Washington Post
Bill Gates is leading a group of tech titans in support of major research and investment initiatives to take on climate change. In one effort, “28 of the world’s wealthiest investors will … provide early-stage capital for technologies that offer promise in bringing affordable clean energy to billions of people,” The Washington Post reports. Facebook’s Mark Zuckerberg and Amazon’s Jeff Bezos are on board.
Fortune
Jet.com has raised $350 million in new funding led by Fidelity. “The company has also received verbal commitments for another $150 million, which would bring the round’s total size to $500 million,” Fortune reports. “Jet has previously raised $220 million in equity and debt (including the previously mentioned $130 million).”
Reuters
Rather than sell its stake in Alibaba Group Holdings, activist investor Starboard Value wants Yahoo to drop plans to sell its core search and display advertising businesses. “Starboard, calling itself a ‘significant shareholder’ in Yahoo, said it made the letter public as efforts to talk with the company privately over the past year had not yielded positive results,” Reuters reports.
Re/code
Amid a series of layoffs and other changes throughout Gawker Media, the company is bringing in Josh Albertson, co-founder of Vox Media-owned Curbed, as its new chief operating officer. “He replaces Scott Kidder, who was part of Gawker for the last decade,” Re/coded reports. “On Tuesday, the company laid off seven full-time writers across multiple sites, and said that Gawker.com would be pivoting to focus on politics.”
TechCrunch
The
full text of the Trans Pacific-Partnership (TPP) international trade agreement has been released, and, as expected, privacy advocates are not happy. “Measures agreed to … threaten Internet users’ privacy and consumer rights,” TechCrunch reports, citing several civil and digital rights organizations.
Fortune
E-commerce startup Jet.com has reportedly raised $500 million in funding led by Fidelity. “The round is not yet closed and will likely include additional capital from existing investors. It values the company at $1 billion ‘pre-money,’ or excluding the funding,” Fortune reports.
The Alliance For Open Media
Blaming bad actors, Microsoft will no longer offer unlimited OneDrive storage plans. “Since we started to roll out unlimited cloud storage … a small number of users backed up numerous PCs and stored entire movie collections and DVR recordings,” the software giant explains in a blog post.
Slate
Slate looks into the emerging field of artificially intelligent learning software, which some expect to one day replace textbooks and other learning materials.

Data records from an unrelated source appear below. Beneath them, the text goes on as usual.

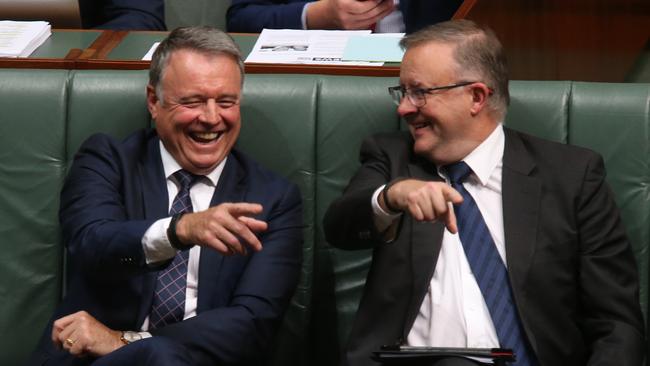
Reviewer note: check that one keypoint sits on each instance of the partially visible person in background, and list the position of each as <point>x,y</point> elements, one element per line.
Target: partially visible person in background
<point>123,14</point>
<point>383,16</point>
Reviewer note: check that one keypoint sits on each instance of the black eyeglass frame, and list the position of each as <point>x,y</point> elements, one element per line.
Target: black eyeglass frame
<point>394,90</point>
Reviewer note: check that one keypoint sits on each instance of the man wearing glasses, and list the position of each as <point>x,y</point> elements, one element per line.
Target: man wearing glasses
<point>484,237</point>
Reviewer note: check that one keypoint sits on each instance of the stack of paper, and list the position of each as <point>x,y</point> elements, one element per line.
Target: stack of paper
<point>324,47</point>
<point>20,39</point>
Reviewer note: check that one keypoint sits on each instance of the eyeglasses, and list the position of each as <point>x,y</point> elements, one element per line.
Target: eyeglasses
<point>418,96</point>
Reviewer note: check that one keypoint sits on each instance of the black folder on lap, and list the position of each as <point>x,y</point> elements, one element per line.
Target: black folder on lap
<point>409,355</point>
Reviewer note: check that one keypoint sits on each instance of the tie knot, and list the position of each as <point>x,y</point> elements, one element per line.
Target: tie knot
<point>457,172</point>
<point>185,178</point>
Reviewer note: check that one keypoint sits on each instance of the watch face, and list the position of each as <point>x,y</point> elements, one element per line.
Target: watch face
<point>130,336</point>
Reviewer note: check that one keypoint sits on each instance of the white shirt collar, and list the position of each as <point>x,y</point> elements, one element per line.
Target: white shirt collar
<point>171,166</point>
<point>486,156</point>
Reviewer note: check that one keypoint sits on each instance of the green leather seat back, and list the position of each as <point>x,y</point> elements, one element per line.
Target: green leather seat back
<point>32,157</point>
<point>307,128</point>
<point>182,13</point>
<point>278,130</point>
<point>618,127</point>
<point>540,109</point>
<point>107,101</point>
<point>349,109</point>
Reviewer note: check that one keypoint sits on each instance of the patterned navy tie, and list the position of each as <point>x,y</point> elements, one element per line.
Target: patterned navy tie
<point>169,298</point>
<point>488,268</point>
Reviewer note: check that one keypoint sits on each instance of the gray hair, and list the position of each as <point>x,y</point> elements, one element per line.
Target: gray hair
<point>477,52</point>
<point>203,39</point>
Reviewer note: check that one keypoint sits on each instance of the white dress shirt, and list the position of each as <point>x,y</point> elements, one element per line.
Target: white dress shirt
<point>454,313</point>
<point>391,23</point>
<point>155,243</point>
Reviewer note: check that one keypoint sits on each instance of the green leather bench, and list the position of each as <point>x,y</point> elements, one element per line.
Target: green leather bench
<point>306,127</point>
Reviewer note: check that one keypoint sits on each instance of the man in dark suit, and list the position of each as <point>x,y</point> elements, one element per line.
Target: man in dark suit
<point>177,203</point>
<point>539,212</point>
<point>382,15</point>
<point>123,14</point>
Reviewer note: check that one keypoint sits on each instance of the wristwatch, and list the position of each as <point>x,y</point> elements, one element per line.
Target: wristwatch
<point>130,337</point>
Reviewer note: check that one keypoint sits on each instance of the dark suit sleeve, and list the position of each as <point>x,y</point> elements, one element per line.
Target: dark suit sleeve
<point>251,16</point>
<point>613,323</point>
<point>98,230</point>
<point>241,332</point>
<point>123,14</point>
<point>348,221</point>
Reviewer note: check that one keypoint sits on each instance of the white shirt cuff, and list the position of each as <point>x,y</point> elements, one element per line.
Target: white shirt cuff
<point>155,243</point>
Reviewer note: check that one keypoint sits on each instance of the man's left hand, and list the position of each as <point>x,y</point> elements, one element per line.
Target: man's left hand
<point>81,334</point>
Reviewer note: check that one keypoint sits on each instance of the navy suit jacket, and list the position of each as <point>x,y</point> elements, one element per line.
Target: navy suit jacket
<point>123,14</point>
<point>114,192</point>
<point>254,15</point>
<point>570,265</point>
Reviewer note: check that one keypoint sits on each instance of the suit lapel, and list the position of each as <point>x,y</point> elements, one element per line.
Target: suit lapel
<point>426,240</point>
<point>521,195</point>
<point>230,188</point>
<point>155,202</point>
<point>521,201</point>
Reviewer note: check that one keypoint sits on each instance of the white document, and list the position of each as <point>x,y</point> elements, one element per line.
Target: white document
<point>20,39</point>
<point>292,46</point>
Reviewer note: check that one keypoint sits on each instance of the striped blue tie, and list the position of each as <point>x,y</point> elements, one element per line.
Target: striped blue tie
<point>169,298</point>
<point>488,268</point>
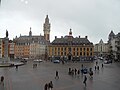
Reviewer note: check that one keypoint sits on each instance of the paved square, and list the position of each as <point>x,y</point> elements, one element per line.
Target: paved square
<point>29,78</point>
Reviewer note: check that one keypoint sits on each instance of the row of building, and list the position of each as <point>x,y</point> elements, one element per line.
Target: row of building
<point>66,47</point>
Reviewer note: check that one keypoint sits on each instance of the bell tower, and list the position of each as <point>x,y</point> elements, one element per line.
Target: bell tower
<point>46,29</point>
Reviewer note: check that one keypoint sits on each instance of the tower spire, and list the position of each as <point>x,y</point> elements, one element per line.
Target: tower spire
<point>46,29</point>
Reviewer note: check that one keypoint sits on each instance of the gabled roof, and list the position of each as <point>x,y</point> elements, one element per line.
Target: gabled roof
<point>74,41</point>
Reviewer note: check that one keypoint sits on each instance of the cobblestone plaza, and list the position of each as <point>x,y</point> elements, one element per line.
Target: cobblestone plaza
<point>28,78</point>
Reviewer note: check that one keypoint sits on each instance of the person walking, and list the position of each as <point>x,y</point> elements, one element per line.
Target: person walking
<point>102,65</point>
<point>2,83</point>
<point>56,75</point>
<point>85,79</point>
<point>46,87</point>
<point>50,85</point>
<point>95,68</point>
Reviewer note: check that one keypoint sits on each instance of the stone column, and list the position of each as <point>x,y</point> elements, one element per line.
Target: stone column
<point>6,49</point>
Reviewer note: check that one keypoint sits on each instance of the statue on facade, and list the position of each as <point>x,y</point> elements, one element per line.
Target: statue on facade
<point>6,33</point>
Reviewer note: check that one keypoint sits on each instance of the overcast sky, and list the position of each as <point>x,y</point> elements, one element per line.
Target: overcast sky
<point>92,18</point>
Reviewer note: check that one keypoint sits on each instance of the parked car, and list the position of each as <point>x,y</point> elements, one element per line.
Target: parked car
<point>38,60</point>
<point>56,61</point>
<point>107,61</point>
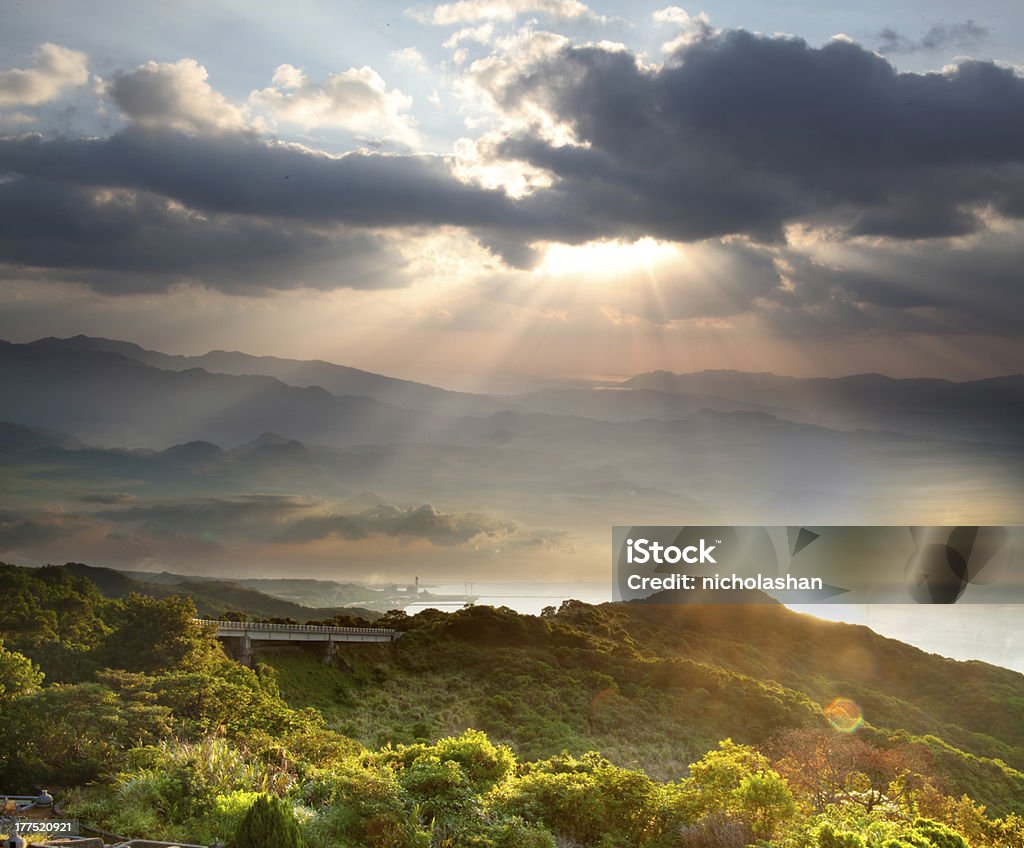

One of the more popular programs is ALEKS. “From the moment students begin to answer … practice questions that it automatically generates for them, ALEKS’ machine-learning algorithms are analyzing their responses to figure out which concepts they understand,” Slate writes.
Re/code
The TV ads Twitter aired during the World Series are getting poor reviews. “The ad … is just like Twitter: Full of images, clips and text that may be hard for non-Twitter users to parse,” according to Re/code’s Kurt Wagner. “It screams ‘
We have cool content,’ but then throws that content in a blender before tossing it against the wall.”